In her ruling, Kagan wrote that lawful permanent residency requires "admission" into the us, which the court defined as "the lawful entry of the alien into the United States after inspection and authorization by an immigration officer".

More than 400,000 immigrants now live in the USA under TPS.

Sanchez successfully challenged his denial in federal court when a judge ruled that Sanchez's TPS status effectively granted him lawful admission to the U.S. But a federal appeals court overturned that ruling, prompting Sanchez's unsuccessful appeal to the Supreme Court.

The court held that the lawful entry requirement is not dropped even if a person is later granted temporary protected status (TPS) due to humanitarian crises in their home country arising from war or other disasters.

Justice Elena Kagan, appointed to the court by former President Obama, wrote in a 9-0 decision that a "TPS recipient who entered the United States unlawfully is not eligible ... for [lawful permanent resident] status merely by dint of his TPS".

Kagan wrote that they were not. "He therefore can not become a permanent resident of this country".
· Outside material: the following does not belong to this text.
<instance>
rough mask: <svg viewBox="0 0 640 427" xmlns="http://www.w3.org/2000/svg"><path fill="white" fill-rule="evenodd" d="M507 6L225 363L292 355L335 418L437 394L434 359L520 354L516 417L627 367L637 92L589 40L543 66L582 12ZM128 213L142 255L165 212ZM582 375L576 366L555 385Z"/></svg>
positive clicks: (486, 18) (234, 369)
Jose Santos Sanchez, an illegal alien from El Salvador, came to the US illegally in 1997.

"Petitioner Jose Santos Sanchez entered this country unlawfully from El Salvador". But as earlier described, §1255 requires a [lawful permanent resident] applicant like Sanchez to have entered the country "lawful [ly]," with "inspection" - that is, to have been admitted. After a series of earthquakes in 2001, the United States designated El Salvador as covered under the Temporary Protected Status program. Later, in 2001, the two were granted Temporary Protected Status in the USA after El Salvador was rocked by devastating earthquakes.

Although a district court ruled in favor of the couple, an appeals court reversed.

Federal courts around the country had come to conflicting decisions about whether the grant of TPS status was, by itself, enough to enable an immigrant to try to obtain permanent residency.

Temporary protected status has been extended to about 320,000 immigrants from El Salvador, Haiti, Honduras, Nepal, Nicaragua and Sudan.

The case is Sanchez v. Mayorkas, No. 20-315 in the Supreme Court of the United States.

'The Executive Branch may have some authority to confer forms of temporary legal status on those who crossed the border without permission, but the Supreme Court today reinforced, however indirectly, that only Congress can provide a permanent answer'.

In court, Amy M. Saharia, a lawyer for Jose and Sonia Gonzales, argued that having been admitted is "inherent" in the TPS status. But the same is not true of those who entered illegally.

The government said that while Congress had made some individuals eligible to adjust their status if they met certain criteria and had a sponsor, it was not available to those who had not made a lawful entry.